The fly is credited to R.S. Skue , a tobacconist of Tiverton in Devon, South West England

The ‘Indispensable’ part of the fly’s name comes from the fact that it should not be left out of your fly-box, as it is such a good fish taker. The ‘Tup’s’ part refers to a Ram, a male sheep that is used for breeding. In Britain in those days, farmers used a sponge or rag soaked in dye tied to the under side of the Ram. In the morning, they would inspect their flock to see which females had dye stained on their backs from being ‘tupped’ by the Ram. The original material for this fly was urine and dye stained wool taken from a ram’s testicles mixed with lemon coloured fur from a spaniel and a little yellow mohair, replaced later with crimson seal’s fur.

Mr. Austin and his daughter kept the dubbing materials secret; they had a monopoly on the supply of the correct dressing. Mr. Austin passed away in 1914 but it was not until 1934 that the secret ingredient, fur from a ram’s testicle was revealed. It was kept a secret until after his daughter, who continued the business, had retired.

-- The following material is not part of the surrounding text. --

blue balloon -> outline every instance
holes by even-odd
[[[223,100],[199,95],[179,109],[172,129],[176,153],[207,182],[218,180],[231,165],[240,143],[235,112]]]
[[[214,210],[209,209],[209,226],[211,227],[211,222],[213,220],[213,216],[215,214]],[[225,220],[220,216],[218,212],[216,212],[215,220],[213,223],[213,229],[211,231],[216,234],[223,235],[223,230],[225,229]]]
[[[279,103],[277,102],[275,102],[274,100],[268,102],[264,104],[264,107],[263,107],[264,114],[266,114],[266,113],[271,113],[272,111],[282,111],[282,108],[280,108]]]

Hook: Mustad 94840, size 14
Thread: Uni 8/0, Tan
Hackle: Whiting cock, medium dun
Abdomen (under): Uni honey colored tying silk
Tail: Hackle fibre from Whiting cock, medium dun
Abdomen (over): FlyRite #21 (80%) and #13 (20%)

Materials are listed in order of tying

Fishing tips

Apply floatant. Fish dead drift. Not suitable in riffles, but perfect for slick surfaces.